Wounds in a marriage, big or small, can be difficult to deal with. During a recent conversation with a friend who has been navigating through some painful things in his own marriage, I realized that there’s an important choice that faces every man and woman when dealing with these wounds in marriage. Every husband and wife can either choose to cover festering wounds in their relationship and prevent healing or choose to expose those wounds and promote healing.
There are several reasons why a spouse or couple might try to leave untreated, or even hide, the hurtful wounds in their marriage instead of exposing them. Here are just a few:
They refuse to admit to their spouse that they’ve done anything wrong in the relationship to contribute to the hurt. Or, they worry about being embarrassed and what a spouse, family, or friends would think if they really knew what happened to them.
They fear what they might lose if the hurt is exposed, and that loss seems to outweigh any good they might gain from getting healthy.
They already feel guilty about some of the things they have done or have been done to them, and don’t want or need anyone else to pile on.
Maybe the pain is all they’ve really ever known and so they just live with it because it’s tolerable.
They think, “What’s the use. We’ve talked about this over and over, but the same hurtful things are still being done. My spouse is never going to change. Things are never going to be different.”
In one of my posts, “Confession: My Wife and I Struggle Too,” I shared some challenges we’ve had in our marriage. Fortunately, they are all fixable issues we’ve worked through or are working on. What did Susan and I do to address these struggles and the ways we’ve sometimes hurt one another? We looked for credible, encouraging, experienced voices in books, other marriage resources, and seminars. We worked hard to identify problems, confess them, apologize to each other, and commit to working through them–together.
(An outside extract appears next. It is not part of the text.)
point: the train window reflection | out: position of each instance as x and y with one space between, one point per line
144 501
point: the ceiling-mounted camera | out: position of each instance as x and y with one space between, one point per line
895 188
We also recognized that sometimes we needed an outside perspective. We have found those perspectives in places like a marriage class at church, a close, trusted couple we’ve known for years, and a marriage counselor. Yep…Mark and Susan Merrill have needed to lean on a professional counselor a time or two. And we wouldn’t change a thing. Read my previous blogs on 4 Ways to Know When It’s Time for Marriage Counseling and Finding a Good Marriage Counselor: Stacking the Deck in Your Favor. Here are some more steps on How to Heal a Wounded Heart.
So today, instead of ignoring or hiding your hurt, open it up and start treating it. Only then will the healing begin.